The Brazilian service sector contracted in May, with output falling after having increased in April for the first time in 26 months. The headline seasonally adjusted IHS Markit Brazil Services PMI Business Activity Index dropped below the critical no-change mark of 50 in May, coming in at 49.2 and thus reversing the rise in output seen in the previous month. Where a reduction was reported, panellists commented on a challenging economic scenario and weakened demand conditions.

Meanwhile, manufacturers registered a third straight rise in production. Furthermore, growth accelerated to a 51-moth peak. This countered the downturn in services and led to a score of 50.4 for the seasonally adjusted IHS Markit Brazil PMI Composite Output Index, the same reading as in April.

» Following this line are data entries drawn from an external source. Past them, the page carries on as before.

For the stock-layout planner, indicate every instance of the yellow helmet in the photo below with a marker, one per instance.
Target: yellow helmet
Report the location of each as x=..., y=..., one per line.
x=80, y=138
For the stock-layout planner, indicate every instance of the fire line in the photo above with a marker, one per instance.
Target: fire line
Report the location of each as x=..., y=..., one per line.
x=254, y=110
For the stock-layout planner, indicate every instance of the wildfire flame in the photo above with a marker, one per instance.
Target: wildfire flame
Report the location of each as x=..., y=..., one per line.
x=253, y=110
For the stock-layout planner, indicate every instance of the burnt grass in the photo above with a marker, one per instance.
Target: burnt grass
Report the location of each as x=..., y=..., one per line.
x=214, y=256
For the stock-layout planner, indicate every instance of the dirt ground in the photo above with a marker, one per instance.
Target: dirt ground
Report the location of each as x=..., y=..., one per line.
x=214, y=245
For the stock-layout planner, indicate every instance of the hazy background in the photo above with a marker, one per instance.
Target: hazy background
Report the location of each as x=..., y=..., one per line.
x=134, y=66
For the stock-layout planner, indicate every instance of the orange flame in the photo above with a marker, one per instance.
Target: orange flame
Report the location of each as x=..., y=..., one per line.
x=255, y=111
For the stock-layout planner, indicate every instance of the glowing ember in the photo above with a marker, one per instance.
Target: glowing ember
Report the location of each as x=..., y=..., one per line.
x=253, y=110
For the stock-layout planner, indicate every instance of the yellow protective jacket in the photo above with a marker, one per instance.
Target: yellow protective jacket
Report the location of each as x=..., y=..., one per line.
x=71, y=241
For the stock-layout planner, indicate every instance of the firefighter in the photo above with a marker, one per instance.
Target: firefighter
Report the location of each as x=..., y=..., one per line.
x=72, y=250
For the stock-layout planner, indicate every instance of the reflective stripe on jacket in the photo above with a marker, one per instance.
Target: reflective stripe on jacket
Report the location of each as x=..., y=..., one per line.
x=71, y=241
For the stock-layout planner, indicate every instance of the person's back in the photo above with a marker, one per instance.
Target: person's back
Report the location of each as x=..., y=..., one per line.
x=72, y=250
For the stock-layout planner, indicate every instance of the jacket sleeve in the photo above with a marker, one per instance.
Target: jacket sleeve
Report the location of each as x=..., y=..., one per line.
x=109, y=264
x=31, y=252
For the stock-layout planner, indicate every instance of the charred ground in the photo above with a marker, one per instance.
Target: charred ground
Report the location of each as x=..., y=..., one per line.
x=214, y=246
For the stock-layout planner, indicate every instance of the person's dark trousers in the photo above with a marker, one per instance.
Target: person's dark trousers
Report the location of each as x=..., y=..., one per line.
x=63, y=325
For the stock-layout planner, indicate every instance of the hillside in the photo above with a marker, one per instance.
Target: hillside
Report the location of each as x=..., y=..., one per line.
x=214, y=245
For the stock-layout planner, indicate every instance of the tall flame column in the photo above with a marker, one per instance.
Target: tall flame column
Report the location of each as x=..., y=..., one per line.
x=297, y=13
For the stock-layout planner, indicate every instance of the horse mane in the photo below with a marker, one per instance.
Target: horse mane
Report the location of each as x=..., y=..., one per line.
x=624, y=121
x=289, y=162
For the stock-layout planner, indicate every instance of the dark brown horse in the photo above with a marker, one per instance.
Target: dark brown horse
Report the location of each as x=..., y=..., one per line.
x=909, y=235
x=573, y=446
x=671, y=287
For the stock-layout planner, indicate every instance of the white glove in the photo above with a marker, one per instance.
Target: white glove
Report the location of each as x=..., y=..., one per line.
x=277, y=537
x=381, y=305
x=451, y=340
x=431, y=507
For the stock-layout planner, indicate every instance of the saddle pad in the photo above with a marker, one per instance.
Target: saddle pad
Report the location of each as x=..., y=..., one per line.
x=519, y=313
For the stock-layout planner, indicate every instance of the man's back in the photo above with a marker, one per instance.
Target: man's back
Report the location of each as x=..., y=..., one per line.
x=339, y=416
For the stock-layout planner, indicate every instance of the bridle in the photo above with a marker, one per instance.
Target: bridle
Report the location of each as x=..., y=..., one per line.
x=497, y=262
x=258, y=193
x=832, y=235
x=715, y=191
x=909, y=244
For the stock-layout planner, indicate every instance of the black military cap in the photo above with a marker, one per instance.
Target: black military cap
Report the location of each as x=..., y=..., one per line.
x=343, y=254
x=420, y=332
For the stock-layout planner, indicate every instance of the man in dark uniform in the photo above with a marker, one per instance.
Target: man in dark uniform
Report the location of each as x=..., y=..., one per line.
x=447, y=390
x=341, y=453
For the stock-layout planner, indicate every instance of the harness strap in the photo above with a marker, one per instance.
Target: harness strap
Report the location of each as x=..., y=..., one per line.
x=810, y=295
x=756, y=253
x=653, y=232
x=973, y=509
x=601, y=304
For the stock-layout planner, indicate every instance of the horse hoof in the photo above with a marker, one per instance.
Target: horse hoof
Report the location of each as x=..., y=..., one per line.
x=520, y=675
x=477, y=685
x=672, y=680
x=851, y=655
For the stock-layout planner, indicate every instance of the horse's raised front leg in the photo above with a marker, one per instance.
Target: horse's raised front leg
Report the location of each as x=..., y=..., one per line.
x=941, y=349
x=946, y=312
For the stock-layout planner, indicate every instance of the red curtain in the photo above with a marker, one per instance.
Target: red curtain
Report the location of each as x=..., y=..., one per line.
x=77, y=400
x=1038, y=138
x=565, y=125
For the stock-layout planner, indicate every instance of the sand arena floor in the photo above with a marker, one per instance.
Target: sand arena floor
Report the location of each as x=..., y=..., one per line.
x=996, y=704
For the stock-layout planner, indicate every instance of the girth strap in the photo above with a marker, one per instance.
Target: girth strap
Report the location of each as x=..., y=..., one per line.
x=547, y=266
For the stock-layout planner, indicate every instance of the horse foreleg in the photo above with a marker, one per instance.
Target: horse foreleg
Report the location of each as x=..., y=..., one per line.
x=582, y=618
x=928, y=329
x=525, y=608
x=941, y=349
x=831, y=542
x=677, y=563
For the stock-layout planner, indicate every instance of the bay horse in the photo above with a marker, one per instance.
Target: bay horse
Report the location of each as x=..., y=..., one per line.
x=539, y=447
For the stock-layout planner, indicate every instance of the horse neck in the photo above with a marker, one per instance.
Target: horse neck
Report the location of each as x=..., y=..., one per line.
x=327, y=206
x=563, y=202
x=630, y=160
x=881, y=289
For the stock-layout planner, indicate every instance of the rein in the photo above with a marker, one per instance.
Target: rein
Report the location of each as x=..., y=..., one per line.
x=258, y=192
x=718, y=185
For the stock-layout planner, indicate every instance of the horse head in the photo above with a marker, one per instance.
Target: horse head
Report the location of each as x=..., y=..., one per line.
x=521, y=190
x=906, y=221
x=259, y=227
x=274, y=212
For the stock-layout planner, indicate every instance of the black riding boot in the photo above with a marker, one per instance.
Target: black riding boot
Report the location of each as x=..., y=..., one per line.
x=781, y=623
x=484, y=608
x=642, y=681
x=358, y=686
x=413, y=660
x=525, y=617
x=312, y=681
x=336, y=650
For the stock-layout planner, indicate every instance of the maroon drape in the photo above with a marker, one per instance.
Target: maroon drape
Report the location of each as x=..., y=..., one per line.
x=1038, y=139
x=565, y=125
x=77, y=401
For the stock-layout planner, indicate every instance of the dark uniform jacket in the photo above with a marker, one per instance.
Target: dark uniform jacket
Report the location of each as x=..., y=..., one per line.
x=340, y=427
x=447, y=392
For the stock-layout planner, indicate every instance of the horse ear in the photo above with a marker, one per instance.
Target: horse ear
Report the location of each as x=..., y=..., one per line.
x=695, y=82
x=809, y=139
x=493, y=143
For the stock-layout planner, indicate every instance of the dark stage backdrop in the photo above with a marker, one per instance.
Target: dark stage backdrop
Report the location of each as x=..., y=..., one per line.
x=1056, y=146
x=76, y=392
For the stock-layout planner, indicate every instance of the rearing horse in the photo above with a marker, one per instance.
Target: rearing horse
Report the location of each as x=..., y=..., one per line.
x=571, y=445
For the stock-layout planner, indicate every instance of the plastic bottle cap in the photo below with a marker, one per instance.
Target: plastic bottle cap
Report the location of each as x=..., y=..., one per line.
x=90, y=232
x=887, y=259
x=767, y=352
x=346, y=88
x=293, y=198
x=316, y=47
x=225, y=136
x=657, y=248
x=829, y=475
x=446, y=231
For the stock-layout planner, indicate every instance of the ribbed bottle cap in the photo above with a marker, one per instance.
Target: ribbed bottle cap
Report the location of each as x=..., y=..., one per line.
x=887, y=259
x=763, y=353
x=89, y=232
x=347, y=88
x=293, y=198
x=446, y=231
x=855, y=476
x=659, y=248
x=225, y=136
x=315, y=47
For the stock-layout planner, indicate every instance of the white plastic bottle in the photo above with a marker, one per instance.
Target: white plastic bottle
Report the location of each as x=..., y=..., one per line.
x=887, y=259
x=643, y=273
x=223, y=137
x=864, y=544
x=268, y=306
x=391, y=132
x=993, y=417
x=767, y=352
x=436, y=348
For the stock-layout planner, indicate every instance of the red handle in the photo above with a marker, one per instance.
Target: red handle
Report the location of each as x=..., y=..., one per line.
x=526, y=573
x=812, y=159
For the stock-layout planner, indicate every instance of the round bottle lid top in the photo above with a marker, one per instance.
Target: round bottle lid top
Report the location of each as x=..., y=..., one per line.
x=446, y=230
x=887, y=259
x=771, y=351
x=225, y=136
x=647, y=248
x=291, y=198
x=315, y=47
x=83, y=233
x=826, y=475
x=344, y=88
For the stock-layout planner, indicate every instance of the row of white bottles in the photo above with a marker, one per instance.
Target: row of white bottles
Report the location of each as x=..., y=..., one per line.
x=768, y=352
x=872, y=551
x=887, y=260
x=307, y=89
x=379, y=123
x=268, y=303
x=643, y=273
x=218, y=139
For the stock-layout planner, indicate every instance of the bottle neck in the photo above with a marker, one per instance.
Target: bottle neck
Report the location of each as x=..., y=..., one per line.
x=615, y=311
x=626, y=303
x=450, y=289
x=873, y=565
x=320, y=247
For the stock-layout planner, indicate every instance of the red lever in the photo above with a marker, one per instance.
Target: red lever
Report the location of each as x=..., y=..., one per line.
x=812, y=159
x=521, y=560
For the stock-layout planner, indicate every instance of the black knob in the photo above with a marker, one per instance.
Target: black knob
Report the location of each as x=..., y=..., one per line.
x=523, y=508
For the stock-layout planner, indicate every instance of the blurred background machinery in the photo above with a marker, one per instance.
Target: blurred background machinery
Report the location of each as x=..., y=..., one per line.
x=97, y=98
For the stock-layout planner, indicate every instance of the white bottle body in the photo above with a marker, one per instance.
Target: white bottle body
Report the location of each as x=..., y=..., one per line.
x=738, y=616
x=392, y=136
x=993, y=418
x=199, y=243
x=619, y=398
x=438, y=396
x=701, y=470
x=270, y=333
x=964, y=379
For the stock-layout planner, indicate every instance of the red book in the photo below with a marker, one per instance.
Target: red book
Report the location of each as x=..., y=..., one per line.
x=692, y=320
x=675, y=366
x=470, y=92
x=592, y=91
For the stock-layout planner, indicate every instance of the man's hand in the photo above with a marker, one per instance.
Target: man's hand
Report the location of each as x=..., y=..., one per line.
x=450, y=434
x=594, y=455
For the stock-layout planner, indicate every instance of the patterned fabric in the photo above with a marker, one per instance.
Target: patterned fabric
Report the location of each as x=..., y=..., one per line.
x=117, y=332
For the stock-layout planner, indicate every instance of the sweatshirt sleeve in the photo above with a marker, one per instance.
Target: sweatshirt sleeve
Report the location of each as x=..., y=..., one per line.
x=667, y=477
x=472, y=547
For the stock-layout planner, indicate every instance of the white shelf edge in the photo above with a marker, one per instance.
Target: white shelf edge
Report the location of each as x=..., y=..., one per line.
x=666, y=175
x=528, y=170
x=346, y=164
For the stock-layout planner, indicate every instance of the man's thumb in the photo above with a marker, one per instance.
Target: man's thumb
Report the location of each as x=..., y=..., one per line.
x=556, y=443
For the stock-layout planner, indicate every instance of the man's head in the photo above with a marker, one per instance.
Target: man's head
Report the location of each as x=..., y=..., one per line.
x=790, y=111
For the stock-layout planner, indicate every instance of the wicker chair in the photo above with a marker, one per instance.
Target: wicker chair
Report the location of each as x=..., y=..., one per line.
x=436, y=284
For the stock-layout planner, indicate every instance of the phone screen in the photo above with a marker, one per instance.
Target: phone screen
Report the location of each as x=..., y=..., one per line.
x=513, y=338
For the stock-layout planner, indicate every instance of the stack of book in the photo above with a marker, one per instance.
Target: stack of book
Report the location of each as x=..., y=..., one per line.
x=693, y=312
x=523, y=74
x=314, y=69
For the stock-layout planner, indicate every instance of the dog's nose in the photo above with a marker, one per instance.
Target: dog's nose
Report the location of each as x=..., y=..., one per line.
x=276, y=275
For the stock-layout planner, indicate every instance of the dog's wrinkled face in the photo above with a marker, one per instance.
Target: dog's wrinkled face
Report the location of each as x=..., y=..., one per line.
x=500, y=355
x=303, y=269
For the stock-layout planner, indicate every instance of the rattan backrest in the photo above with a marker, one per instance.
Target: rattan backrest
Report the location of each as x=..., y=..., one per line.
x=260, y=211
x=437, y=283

The figure indicated a marginal rise in private sector activity.

Lower output requirements led to an additional drop in services employment, as companies reportedly looked to lower operating costs. The pace of job losses was strong; however, the weakest in more than two years. Similarly, payroll figures at manufacturers dropped at the slowest rate in the current 27-month period of continuous job shedding.

Average cost burdens at service providers rose again, which panel members attributed to higher prices paid for inputs such as fuel and paper. Furthermore, the pace of inflation accelerated to the most rapid in four months and outstripped the series’ long-run average. Purchasing costs at goods producers rose at a slower rate, one that was the weakest since January 2016.

Amidst attempts to protect margins, service providers passed on to their clients part of the additional cost burden by hiking their own selling prices. The pace of charge inflation was just marginal. Factory gate charges were up at a much rapid rate.

Inflows of new business received by service providers continued to rise, although the upturn lost some momentum. The pace of growth was just slight, having alleviated to the weakest in the current four-month period of growth. Survey participants suggested that the rise in new work was hurt by political uncertainty, tough economic conditions and competitive pressures. By comparison, factory orders rose at the most rapid pace in nearly four-and-a-half years.

There was additional evidence of spare capacity amongst Brazilian services companies as outstanding business volumes fell again. However, the rate of backlog depletion was moderate and the slowest in eight months. A weaker drop in work-in-hand was also recorded in the manufacturing sector.

The sentiment of service providers towards the 12-month outlook rebounded from the recent low of April, though the degree of optimism stayed weaker than the series’ long-run trend. Manufacturers continued to have an optimistic view around growth prospects, and were more positive than their services counterparts.